Crônica d d.fernando - fernão lopes
1. PRÓLOGO.
Reinou o infante dom Fernando, filho primogénito delrei dom Pedro, depois da morte deste, havendo então de sua idade vinte e dois anos e sete meses e dezoito dias, e era mancebo valente, ledo e namorado, amador de mulheres e achegador a elas. Havia bem composto corpo e de razoada altura, formoso no parecer e muito vistoso, tanto que estando cerca de muitos homens, ainda que conhecido não fosse, logo o julgariam por rei dos outros.
Foi grande criador de fidalgos e muito companheiro com eles. E era tão amavioso de todos os que com ele viviam que não chorava menos por um seu escudeiro, quando morria, do que se ele fosse seu filho. De nenhum a quem bem quisesse podia crer mal que dele lhe fosse dito, mas amava-o e a todas as suas coisas muito de vontade.
Era cavalgante e torneador, grande justador e lançador ao tavolado. Era muito braceiro, tanto que não achava homem que mais o fosse, cortava muito com uma espada e arremessava bem a cavalo.
Amava a justiça e era prestador e grado, muito liberal para todos e grande agasalhador dos estrangeiros. Fez muitas doações de terras aos fidalgos do seu reino, tantas e muitas mais que algum rei que antes dele fosse.
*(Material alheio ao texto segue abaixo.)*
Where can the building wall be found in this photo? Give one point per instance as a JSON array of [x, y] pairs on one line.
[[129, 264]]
Amou muito o seu povo e trabalhava de o bem reger, e todas as coisas que para seu serviço e defensão do reino mandava fazer, todas eram fundadas em boa razão e muito justamente ordenadas. Porém desfaleceu isto quando começou a guerra e nasceu outro mundo novo, muito contrário ao primeiro, passados os folgados anos do tempo em que reinou seu pai, e vieram depois dobradas tristezas com que muitos choraram suas desaventuradas mesquindades (do árabemiskinu = desgraçado, infeliz). Se ele se contentara de viver em paz, abastado das suas rendas, com os grandes e largos tesouros que de seus avós lhe ficaram, nenhum no mundo houvera vivido mais ledo nem gastara os seus dias em tanto prazer, mas porventura tal não era ordenado de cima.